Растущая луна поднялась над крышами, и мне слышны песни в ее честь, которые доносятся из квартала. Но Реми, кажется, ничего не замечает. Его мышцы напряглись, а на лице появилась испарина, как только мы прошли сквозь ворота аббатства. Их еще не починили после того, как он сломал их прошлой ночью.
– Как думаешь, они откроют ее лицо? – шепчет он.
Я вздрагиваю:
– Солнце! Надеюсь, что нет.
К счастью, сестры завернули мать Агнес в чистый саван из вышитого шелка. Несколько людей в толпе тихо обсуждают подобное расточительство, но я-то знаю – ткань из сундука в ее комнате. Не раз я пробиралась туда, чтобы восхититься богатством, которое она сохранила в этом сундуке после брака. Мне всегда было интересно: ей было жаль лишиться дорогих тканей – или они вызывали у нее воспоминания?

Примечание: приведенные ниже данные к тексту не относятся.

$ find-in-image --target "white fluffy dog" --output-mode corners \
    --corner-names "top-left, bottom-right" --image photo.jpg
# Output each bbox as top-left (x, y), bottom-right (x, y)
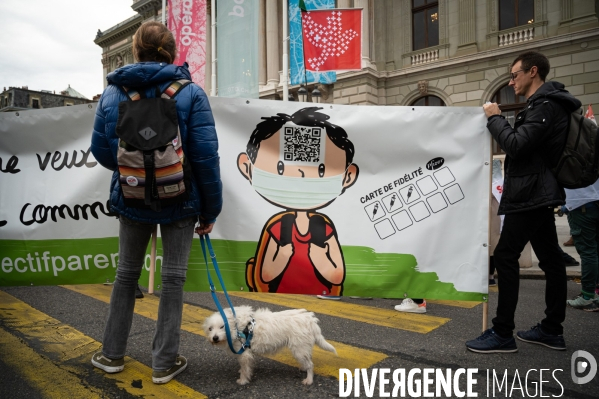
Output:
top-left (204, 306), bottom-right (337, 385)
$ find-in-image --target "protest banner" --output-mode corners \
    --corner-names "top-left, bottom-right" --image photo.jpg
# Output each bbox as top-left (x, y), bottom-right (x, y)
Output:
top-left (0, 98), bottom-right (491, 300)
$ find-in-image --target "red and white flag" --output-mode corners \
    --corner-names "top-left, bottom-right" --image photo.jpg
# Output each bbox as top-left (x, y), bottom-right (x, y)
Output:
top-left (168, 0), bottom-right (206, 87)
top-left (302, 9), bottom-right (362, 72)
top-left (584, 104), bottom-right (597, 125)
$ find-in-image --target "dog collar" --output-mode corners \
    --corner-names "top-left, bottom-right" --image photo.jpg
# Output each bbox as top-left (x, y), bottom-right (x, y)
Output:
top-left (237, 317), bottom-right (256, 349)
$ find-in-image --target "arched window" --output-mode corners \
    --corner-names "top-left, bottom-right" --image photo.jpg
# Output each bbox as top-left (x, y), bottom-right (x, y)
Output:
top-left (412, 96), bottom-right (445, 107)
top-left (491, 85), bottom-right (526, 155)
top-left (499, 0), bottom-right (535, 30)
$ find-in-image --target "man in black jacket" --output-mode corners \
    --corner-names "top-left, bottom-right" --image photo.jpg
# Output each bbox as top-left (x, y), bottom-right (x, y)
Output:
top-left (466, 51), bottom-right (581, 353)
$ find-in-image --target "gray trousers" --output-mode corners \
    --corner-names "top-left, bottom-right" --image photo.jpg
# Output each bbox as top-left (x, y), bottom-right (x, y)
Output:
top-left (102, 216), bottom-right (197, 371)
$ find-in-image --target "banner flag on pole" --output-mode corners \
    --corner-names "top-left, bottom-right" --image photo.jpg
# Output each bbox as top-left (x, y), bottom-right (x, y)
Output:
top-left (584, 104), bottom-right (597, 125)
top-left (302, 9), bottom-right (362, 72)
top-left (289, 0), bottom-right (337, 85)
top-left (167, 0), bottom-right (206, 87)
top-left (216, 0), bottom-right (260, 98)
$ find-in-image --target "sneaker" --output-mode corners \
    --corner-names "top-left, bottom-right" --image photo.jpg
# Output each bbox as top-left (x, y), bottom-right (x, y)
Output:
top-left (516, 324), bottom-right (566, 351)
top-left (582, 304), bottom-right (599, 312)
top-left (395, 298), bottom-right (426, 313)
top-left (566, 295), bottom-right (596, 310)
top-left (92, 352), bottom-right (125, 374)
top-left (152, 355), bottom-right (187, 384)
top-left (135, 285), bottom-right (144, 299)
top-left (316, 295), bottom-right (341, 301)
top-left (466, 328), bottom-right (518, 353)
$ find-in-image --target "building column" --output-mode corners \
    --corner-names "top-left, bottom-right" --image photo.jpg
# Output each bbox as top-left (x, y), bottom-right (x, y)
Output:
top-left (266, 0), bottom-right (279, 88)
top-left (354, 0), bottom-right (376, 70)
top-left (258, 0), bottom-right (266, 88)
top-left (457, 0), bottom-right (478, 55)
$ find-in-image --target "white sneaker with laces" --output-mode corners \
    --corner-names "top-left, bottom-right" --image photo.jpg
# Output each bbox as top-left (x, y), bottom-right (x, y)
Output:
top-left (395, 298), bottom-right (426, 313)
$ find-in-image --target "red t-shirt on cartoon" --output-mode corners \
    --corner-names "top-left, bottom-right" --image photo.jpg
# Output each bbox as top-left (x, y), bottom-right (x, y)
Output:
top-left (268, 220), bottom-right (335, 295)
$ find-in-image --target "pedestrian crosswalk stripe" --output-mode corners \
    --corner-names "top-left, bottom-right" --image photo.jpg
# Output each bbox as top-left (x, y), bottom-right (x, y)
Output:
top-left (229, 292), bottom-right (450, 334)
top-left (63, 284), bottom-right (387, 378)
top-left (0, 291), bottom-right (207, 399)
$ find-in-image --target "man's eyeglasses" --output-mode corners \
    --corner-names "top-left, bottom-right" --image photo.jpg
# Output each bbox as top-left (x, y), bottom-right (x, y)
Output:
top-left (510, 68), bottom-right (530, 80)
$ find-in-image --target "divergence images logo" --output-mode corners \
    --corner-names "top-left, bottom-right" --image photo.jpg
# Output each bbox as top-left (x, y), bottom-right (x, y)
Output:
top-left (570, 350), bottom-right (597, 385)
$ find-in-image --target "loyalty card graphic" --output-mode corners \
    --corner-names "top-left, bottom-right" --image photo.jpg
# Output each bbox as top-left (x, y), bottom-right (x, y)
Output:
top-left (364, 158), bottom-right (464, 240)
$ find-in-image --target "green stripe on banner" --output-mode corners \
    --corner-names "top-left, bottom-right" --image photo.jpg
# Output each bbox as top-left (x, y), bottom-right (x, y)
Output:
top-left (0, 237), bottom-right (486, 301)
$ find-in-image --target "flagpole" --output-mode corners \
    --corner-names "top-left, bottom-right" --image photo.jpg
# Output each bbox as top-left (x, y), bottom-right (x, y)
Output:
top-left (283, 0), bottom-right (289, 101)
top-left (210, 0), bottom-right (216, 97)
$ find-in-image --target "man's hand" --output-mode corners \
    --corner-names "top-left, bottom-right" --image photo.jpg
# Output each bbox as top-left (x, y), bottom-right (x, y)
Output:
top-left (196, 221), bottom-right (214, 236)
top-left (483, 103), bottom-right (501, 119)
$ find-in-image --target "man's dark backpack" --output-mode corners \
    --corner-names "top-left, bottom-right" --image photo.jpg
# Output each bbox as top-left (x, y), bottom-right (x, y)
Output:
top-left (116, 80), bottom-right (191, 211)
top-left (551, 109), bottom-right (599, 189)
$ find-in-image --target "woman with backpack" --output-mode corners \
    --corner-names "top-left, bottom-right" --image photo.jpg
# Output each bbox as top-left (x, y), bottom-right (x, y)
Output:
top-left (91, 22), bottom-right (222, 384)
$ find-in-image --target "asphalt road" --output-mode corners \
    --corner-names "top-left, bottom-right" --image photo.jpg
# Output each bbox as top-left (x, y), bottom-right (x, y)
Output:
top-left (0, 280), bottom-right (599, 399)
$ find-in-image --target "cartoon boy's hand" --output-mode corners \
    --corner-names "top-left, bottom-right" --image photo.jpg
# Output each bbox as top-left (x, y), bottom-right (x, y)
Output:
top-left (308, 243), bottom-right (329, 264)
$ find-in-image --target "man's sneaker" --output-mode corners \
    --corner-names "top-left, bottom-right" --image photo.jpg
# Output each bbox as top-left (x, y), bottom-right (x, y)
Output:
top-left (566, 295), bottom-right (596, 310)
top-left (135, 284), bottom-right (144, 299)
top-left (395, 298), bottom-right (426, 313)
top-left (583, 299), bottom-right (599, 312)
top-left (466, 328), bottom-right (518, 353)
top-left (516, 324), bottom-right (566, 351)
top-left (92, 352), bottom-right (125, 373)
top-left (316, 295), bottom-right (341, 301)
top-left (152, 355), bottom-right (187, 384)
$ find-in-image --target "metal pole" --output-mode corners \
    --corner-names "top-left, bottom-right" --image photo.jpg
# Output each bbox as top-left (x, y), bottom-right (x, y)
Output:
top-left (283, 0), bottom-right (289, 101)
top-left (210, 0), bottom-right (216, 97)
top-left (148, 225), bottom-right (158, 294)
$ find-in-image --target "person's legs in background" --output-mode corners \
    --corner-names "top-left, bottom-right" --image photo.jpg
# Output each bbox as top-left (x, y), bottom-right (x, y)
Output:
top-left (567, 204), bottom-right (599, 311)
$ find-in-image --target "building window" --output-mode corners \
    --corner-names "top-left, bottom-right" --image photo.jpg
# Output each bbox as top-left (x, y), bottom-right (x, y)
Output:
top-left (491, 85), bottom-right (526, 155)
top-left (412, 96), bottom-right (445, 107)
top-left (499, 0), bottom-right (535, 30)
top-left (412, 0), bottom-right (439, 51)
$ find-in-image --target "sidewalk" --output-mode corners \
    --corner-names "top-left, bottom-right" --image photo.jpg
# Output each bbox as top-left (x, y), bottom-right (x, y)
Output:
top-left (520, 214), bottom-right (580, 279)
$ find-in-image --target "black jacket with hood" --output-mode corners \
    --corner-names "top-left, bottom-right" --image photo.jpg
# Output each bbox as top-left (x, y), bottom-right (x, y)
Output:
top-left (487, 82), bottom-right (581, 215)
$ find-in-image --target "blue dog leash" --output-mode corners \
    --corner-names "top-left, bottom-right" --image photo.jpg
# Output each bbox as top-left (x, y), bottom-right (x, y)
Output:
top-left (200, 234), bottom-right (254, 355)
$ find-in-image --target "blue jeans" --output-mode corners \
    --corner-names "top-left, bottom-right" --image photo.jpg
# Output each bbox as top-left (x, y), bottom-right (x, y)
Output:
top-left (102, 216), bottom-right (197, 371)
top-left (568, 203), bottom-right (599, 298)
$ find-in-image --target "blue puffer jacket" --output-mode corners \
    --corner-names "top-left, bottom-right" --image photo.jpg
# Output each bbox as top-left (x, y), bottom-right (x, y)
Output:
top-left (91, 62), bottom-right (223, 224)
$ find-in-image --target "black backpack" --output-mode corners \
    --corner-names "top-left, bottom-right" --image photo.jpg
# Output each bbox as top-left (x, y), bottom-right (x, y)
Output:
top-left (551, 109), bottom-right (599, 189)
top-left (116, 80), bottom-right (192, 211)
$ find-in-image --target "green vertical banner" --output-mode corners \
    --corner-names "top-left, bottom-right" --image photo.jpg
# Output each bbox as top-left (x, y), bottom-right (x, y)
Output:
top-left (216, 0), bottom-right (260, 98)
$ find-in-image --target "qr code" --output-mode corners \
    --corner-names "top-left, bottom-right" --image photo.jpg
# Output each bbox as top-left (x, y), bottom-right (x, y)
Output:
top-left (282, 126), bottom-right (324, 163)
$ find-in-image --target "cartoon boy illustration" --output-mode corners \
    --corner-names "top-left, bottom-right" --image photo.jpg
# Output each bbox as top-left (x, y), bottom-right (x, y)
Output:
top-left (237, 107), bottom-right (359, 295)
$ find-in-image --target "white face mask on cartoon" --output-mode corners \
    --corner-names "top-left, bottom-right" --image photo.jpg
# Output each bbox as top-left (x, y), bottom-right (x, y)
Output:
top-left (252, 167), bottom-right (345, 209)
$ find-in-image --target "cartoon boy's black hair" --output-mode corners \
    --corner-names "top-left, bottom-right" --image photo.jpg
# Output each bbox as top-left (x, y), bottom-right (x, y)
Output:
top-left (246, 107), bottom-right (354, 167)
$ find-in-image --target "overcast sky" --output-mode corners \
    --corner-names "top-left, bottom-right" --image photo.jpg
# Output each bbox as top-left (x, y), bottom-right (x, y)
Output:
top-left (0, 0), bottom-right (135, 99)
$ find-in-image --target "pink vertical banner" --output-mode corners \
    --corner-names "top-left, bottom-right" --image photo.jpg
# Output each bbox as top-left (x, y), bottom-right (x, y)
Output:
top-left (168, 0), bottom-right (206, 87)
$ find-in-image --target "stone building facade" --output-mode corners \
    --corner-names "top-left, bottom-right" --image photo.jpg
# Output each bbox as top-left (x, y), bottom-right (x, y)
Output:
top-left (95, 0), bottom-right (599, 122)
top-left (0, 86), bottom-right (93, 112)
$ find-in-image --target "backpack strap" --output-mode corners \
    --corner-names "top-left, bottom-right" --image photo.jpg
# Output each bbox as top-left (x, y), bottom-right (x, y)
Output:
top-left (119, 86), bottom-right (146, 101)
top-left (160, 79), bottom-right (192, 99)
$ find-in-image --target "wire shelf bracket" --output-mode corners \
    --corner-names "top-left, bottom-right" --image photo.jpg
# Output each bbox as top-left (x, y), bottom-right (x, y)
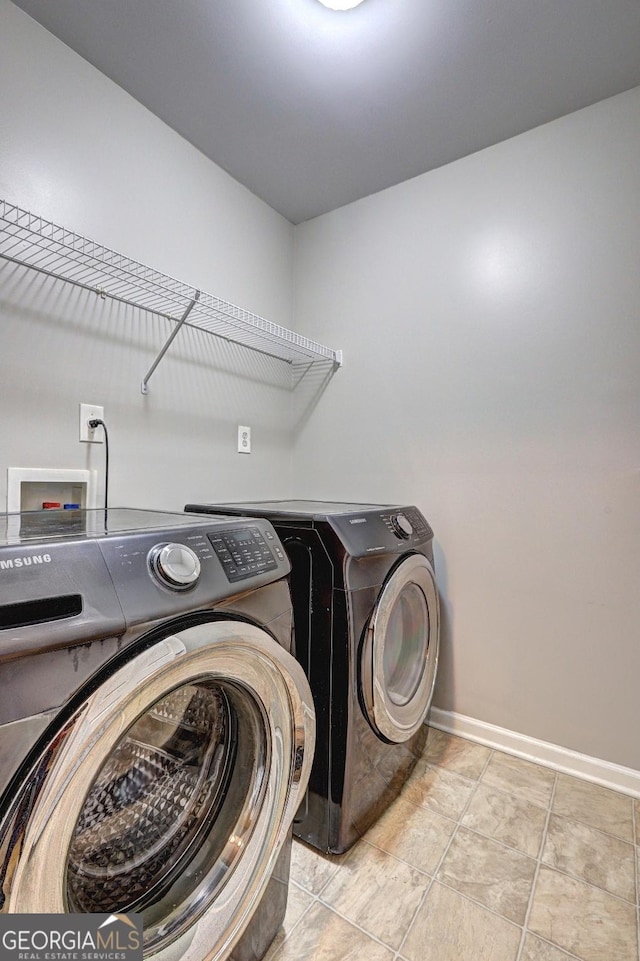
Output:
top-left (0, 200), bottom-right (343, 394)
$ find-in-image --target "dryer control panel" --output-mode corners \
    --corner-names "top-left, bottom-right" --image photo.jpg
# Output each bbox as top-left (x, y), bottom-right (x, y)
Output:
top-left (327, 507), bottom-right (433, 557)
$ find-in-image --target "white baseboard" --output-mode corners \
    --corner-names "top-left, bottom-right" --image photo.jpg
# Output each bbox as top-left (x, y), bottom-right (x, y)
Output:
top-left (429, 707), bottom-right (640, 798)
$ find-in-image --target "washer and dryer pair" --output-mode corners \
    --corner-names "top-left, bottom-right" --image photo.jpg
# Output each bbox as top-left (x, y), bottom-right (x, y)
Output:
top-left (185, 500), bottom-right (440, 854)
top-left (0, 509), bottom-right (315, 961)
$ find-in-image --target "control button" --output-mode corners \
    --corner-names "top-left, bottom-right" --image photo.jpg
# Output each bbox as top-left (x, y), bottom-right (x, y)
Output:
top-left (148, 544), bottom-right (200, 591)
top-left (391, 514), bottom-right (413, 540)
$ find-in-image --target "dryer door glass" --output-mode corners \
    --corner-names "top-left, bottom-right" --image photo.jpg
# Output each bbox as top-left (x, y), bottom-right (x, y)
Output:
top-left (0, 620), bottom-right (315, 961)
top-left (382, 582), bottom-right (430, 707)
top-left (360, 554), bottom-right (440, 744)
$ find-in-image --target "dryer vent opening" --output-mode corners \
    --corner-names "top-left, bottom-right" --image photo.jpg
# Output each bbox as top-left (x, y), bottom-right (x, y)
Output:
top-left (67, 680), bottom-right (269, 944)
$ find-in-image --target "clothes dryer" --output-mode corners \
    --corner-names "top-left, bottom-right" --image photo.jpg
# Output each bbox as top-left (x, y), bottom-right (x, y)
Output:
top-left (185, 500), bottom-right (440, 854)
top-left (0, 509), bottom-right (314, 961)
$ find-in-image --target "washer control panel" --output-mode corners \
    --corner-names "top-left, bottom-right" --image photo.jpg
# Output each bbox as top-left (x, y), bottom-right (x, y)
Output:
top-left (390, 514), bottom-right (413, 541)
top-left (148, 543), bottom-right (200, 591)
top-left (207, 527), bottom-right (285, 583)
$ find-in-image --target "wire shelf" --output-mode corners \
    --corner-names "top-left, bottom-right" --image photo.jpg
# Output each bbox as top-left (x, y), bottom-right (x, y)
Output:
top-left (0, 200), bottom-right (342, 393)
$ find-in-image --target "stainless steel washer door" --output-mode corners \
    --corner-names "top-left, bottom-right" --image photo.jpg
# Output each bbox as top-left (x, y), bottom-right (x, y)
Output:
top-left (0, 621), bottom-right (315, 961)
top-left (360, 554), bottom-right (440, 744)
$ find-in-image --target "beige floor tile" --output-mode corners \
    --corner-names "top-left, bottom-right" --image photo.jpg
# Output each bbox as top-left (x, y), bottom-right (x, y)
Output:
top-left (553, 774), bottom-right (633, 841)
top-left (422, 728), bottom-right (491, 780)
top-left (437, 828), bottom-right (536, 924)
top-left (273, 903), bottom-right (393, 961)
top-left (520, 934), bottom-right (584, 961)
top-left (365, 797), bottom-right (456, 874)
top-left (528, 866), bottom-right (638, 961)
top-left (542, 814), bottom-right (636, 904)
top-left (462, 784), bottom-right (547, 858)
top-left (482, 751), bottom-right (555, 807)
top-left (322, 841), bottom-right (430, 950)
top-left (291, 839), bottom-right (344, 894)
top-left (264, 883), bottom-right (314, 961)
top-left (402, 882), bottom-right (520, 961)
top-left (402, 759), bottom-right (476, 821)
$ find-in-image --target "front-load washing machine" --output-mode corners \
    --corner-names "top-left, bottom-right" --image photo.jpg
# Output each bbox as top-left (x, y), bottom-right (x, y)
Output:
top-left (185, 500), bottom-right (439, 854)
top-left (0, 509), bottom-right (315, 961)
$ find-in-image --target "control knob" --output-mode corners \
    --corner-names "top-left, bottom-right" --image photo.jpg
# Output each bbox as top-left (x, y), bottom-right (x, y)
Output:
top-left (149, 544), bottom-right (200, 591)
top-left (391, 514), bottom-right (413, 541)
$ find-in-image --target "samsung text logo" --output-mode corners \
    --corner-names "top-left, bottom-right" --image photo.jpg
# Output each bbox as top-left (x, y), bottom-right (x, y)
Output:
top-left (0, 554), bottom-right (51, 571)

Мое сердце сжимается от тысячи картин прошлого, вспыхнувших в голове. Мне так и не удалось попрощаться с настоятельницей, поблагодарить ее за то, что подарила мне безопасный и надежный дом в детстве. Магистр Томас говорил мне, что у нее осталось не так много времени, но мне она почему-то казалась вечной.
Ламберт стоит недалеко, у задних рядов в часовне, всматривается в лица всех входящих людей. Увидев нас, он кивает с серьезным видом. Рядом с ним застыл Удэн, выражение лица которого гораздо менее приятно. Он считает, что на мать Агнес напали, чтобы причинить боль мне и Симону. Оставленный молоток вбил клин между нами и вынудил его не обращаться ко мне при расследовании. А Жулиане становится все хуже, и Симону остается лишь помощь Ламберта.
Благодать и Свет Солнца, а что, если убийца добивался именно этого? Хотел лишить Симона помощников и вынудить продолжать дело в одиночестве? Поиграть с венатре, как кошка с истерзанной мышью, прежде чем отправиться на очередное убийство?
Означает ли это, что теперь под ударом Ламберт? Нужно как-то предупредить его.
Когда солнце начинает садиться, все выходят в сад, распевая прощальные молебны. Мелодия, доносящаяся из квартала селенаэ, сливается с ними в полнейшей гармонии. Но, похоже, никто не возражает против подобного богохульства. На самом деле никто больше этого не замечает.
Никто, кроме человека в сером плаще, стоящего позади всех и распевающего баритоном совсем другую песню. Когда солнце скрывается за горизонтом, а песня достигает крещендо, стоящий вдалеке Грегор поворачивается и встречается со мной взглядом. Сейчас, когда луна – единственный источник света, я вижу все намного лучше. Вижу, как его покрытые шрамами губы шевелятся, произнося шепотом слова, которые, без сомнений, слышны только мне:
«Постарайся отстать от толпы. Маленькой сестре нужна твоя помощь».
Глава 42
– Со мной ничего не случится, – заверяю я Реми. – А тебе еще нужно поработать с журналами архитектора. На это уйдет несколько часов, прежде чем ты сдашься. Так что не жди меня.
Реми колеблется:
– Может, мне попросить Удэна тебя дождаться?
Сыновья графа вызвались заколотить и захоронить гроб матери Агнес. А сестры отправились в часовню на вечернюю молитву.
– Служба только началась, и мне бы хотелось остаться не только на нее, но и на последующие, – говорю я.
Реми хмурится еще сильнее, поэтому я киваю в сторону нескольких городских стражников, которых назначили патрулировать стены монастыря:
– Тебя устроит, если я пообещаю, что попрошу одного из них проводить меня до дома?
Он нехотя соглашается, а затем вливается в толпу, выходящую через сломанные ворота. Вскоре появляются Удэн и Ламберт. Я прячусь в тени часовни, когда они проходят мимо, стряхивая с рук землю.
Как бы мне ни хотелось обсудить с Ламбертом свои опасения насчет его безопасности, я понимаю: вряд ли убийца нанесет удар сегодня. Скорее всего, он наслаждается ужасом, который вызвал.
Я жду, пока на улицах станет менее людно, слушая, как впервые за сорок лет сестры поют без матери Агнес. Почти все женщины в часовне, как и я, всю свою жизнь были рядом с ней.